In December 2008, Harvard issued $2.5 billion of bonds, refinancing $1 billion of existing debt and taking on an additional $1.5 billion.

The timing was terrible: Harvard was borrowing money at a time when the spread between yields on corporate bonds and U.S. Treasury securities was the highest in at least 18 years, according to data from Barclays Plc. A few weeks after Harvard exited the interest-rate swaps, the contracts began to recover.

In January 2010, the school borrowed $400 million more, increasing its debt to $6.5 billion, up 71 percent from 2007, Moody's Investors Service said in a Jan. 8 report.

Summers Flap

Summers resigned in 2006 after provoking a firestorm of protest by suggesting in a speech that female students had less aptitude for math and sciences than males. He also publicly clashed with African-American studies professor Cornel West over a hip-hop record West participated in. West now teaches at Princeton.
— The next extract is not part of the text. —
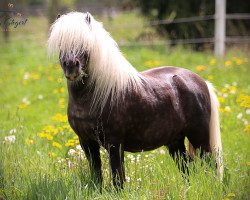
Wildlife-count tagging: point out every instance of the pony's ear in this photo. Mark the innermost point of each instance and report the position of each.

Summers declined to be interviewed for this story.

Today, Mendillo takes Boston's T mass transit system's Red Line to Cambridge to meet with Summers's successor, Drew Faust, once a month.

Faust, a history professor and former dean of Harvard's Radcliffe Institute, which emphasizes women's studies, is the first woman to lead Harvard and the first president without a degree from the school since Charles Chauncy in 1654. (Faust received a bachelor's degree in history from Bryn Mawr College in suburban Philadelphia and her master's and doctorate from the University of Pennsylvania.)

Their talks center more on management than on what types of assets to invest in.

'Reassured Alumni'

"Her role is not to pick stocks so much as it is to run the whole organization," Faust, 63, says.

"One of the impressive aspects of Jane's performance is the way she dealt with alums," she adds. "She's been pretty transparent and has explained things clearly and has really reassured our alumni community."